Quizá sean muchos renglones para recordar el ayer nomás, pero en los ’90 también aquí había llegado “el fin de la historia”, aquel discurso de la calma después de la tormenta de la Guerra Fría, de la celebración del triunfo del capitalismo occidental contra los capitalismos de Estado, que implosionaban por todas partes. Pero esa calma aparente fue sólo un reflujo. La “historicidad”, el conflicto, la lucha, la confrontación con los intereses que se oponen al avance de los sectores populares, no tardó en reaparecer. Su manifestación política fue el kirchnerismo. En retrospectiva es muy fácil identificar dos períodos. El primero fue el de la salida de la crisis. La necesidad del conjunto de la sociedad de dejar atrás los horrores de 2001-2002 junto al fuerte crecimiento posibilitó una pausa en el conflicto social.
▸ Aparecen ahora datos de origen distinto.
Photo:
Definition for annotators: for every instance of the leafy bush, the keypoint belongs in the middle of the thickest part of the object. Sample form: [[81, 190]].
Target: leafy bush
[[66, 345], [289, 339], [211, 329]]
Pero ya desde el discurso de asunción del primer gobierno de CFK, el plan fue taxativo: superada la crisis había llegado el tiempo de la redistribución del ingreso. Redistribuir el ingreso no es quitar a unos para dar a otros. Eso sería una revolución que cambie las relaciones de propiedad. Redistribuir el ingreso es precisamente distribuir de otra manera el valor agregado en la producción; supone que unos reciben menos ingreso para que otros reciban más. El proceso es virtuoso cuando Producto y empleo crecen al unísono. Quienes reciben más estarán sin duda contentos, aunque muchas veces, como sucede con buena parte de los sectores medios, ello no significa que tengan conciencia plena del proyecto político que los favorece. Quienes, en cambio, reciben menos, no se resignarán fácilmente. Es probable que en términos netos reciban más que ayer, porque el Producto se incrementó, pero no por ello dejarán de sentir que algo se les quitó: nadie con poder renuncia graciosamente a una porción de sus ingresos sin resistirse. La redistribución no es una tarea que pueda hacerse por la vía del consenso.
Pero que la confrontación sea inevitable, casi un componente necesario, no significa que el desafío pase sólo por una cuestión de actitud.
Dependiendo de las fuentes, relativización a la que obliga la intervención del Indec, entre 2003 y 2010 se crearon entre 4 y 5 millones de puestos de trabajo. Si “gobernar es crear trabajo”, la actual administración cumplió sobradamente con la función. La creación de empleo es también una buena plataforma para observar el éxito de la economía, tanto por su incidencia directa en la distribución como en el bienestar. El punto presente es que la creación de empleo se frenó. La primera respuesta es que se trata de una consecuencia del menor crecimiento, lo que lleva a volver a empezar. ¿El crecimiento se frenó sólo por la crisis internacional? ¿El parate tiene un componente lógico, estructural, tras un período largo de crecimiento acelerado? ¿Existe la necesidad de corregir la política económica? ¿Por qué la crisis global afectó menos en 2009? ¿Por qué no crece la inversión privada? ¿Hay un problema de falta de estímulo a la demanda? ¿Se acabaron los recursos propios para sostener la expansión? Quizás estas preguntas se resuelvan observando las propias respuestas que el kirchnerismo brindó en su historia reciente.